Program

ACLS Fellowship Program, 2018

Project

The Abandoned Faithful: Sovereignty, Diplomacy, and Religious Dominion in the Aftermath of the Haitian Revolution

Department

History

Abstract

This project studies the role that Catholicism played in state-building processes and transatlantic relations following Haiti’s declaration of independence in 1804. The evidence reveals that Catholicism was central to Haiti’s self-identity and to its status as a new country. Catholic authorities in the Vatican, however, claimed religious dominion over new American jurisdictions in the nineteenth century and they refused for decades to establish normal relations with Haiti, despite the fact that they recognized its political independence. By systematically analyzing the competing assertions and practices of religious dominion in Haiti, this project presents a deeper understanding of the complex interrelations of sovereignty, diplomacy, and state formation in the Age of Revolution.

Program

Luce/ACLS Program in Religion, Journalism & International Affairs, 2020

Project

The Abandoned Faithful: Sovereignty, Diplomacy, and Religious Jurisdiction after the Haitian Revolution

Department

History

Abstract

"The Abandoned Faithful" argues that the Haitian state shaped international definitions of sovereignty and national legitimacy after the Declaration of Independence in 1804. Rather than seeing Haiti’s nineteenth century as a period of isolation and decline, its first six decades were globally connected because the country’s leaders challenged their post-colonial inequality with diplomacy and state-formation.
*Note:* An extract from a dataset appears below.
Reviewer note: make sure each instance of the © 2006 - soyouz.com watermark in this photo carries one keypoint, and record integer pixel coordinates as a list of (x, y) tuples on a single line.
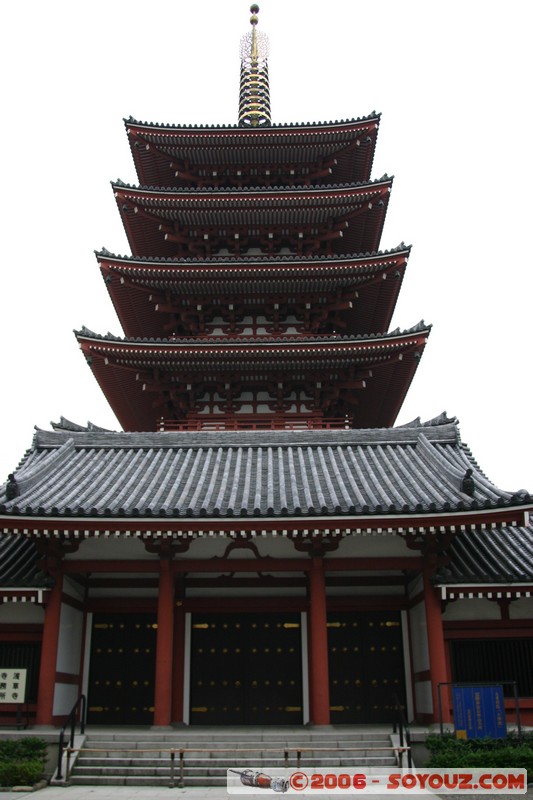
[(377, 781)]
This strategy aimed to establish Haiti’s membership among the “family of nations,” and forced the Atlantic powers to redefine the boundaries of international relations. This project reveals how Haiti’s decades-long negotiations with the Catholic Church were integral to the racialization of the global hierarchy. Building on earlier writing for the media, I will write an article that connects my current research to the ongoing significance of Vatican diplomacy in the twenty-first century, including recent diplomatic engagement with Palestine and China. During the fellowship year, I also will partner with the Peabody Museum of Natural History at Yale University to create a public art exhibit. The museum houses a rare and remarkable collection of portraits of Haiti’s nineteenth-century heads of state, painted in the 1870s by Haitian artist Louis Rigaud.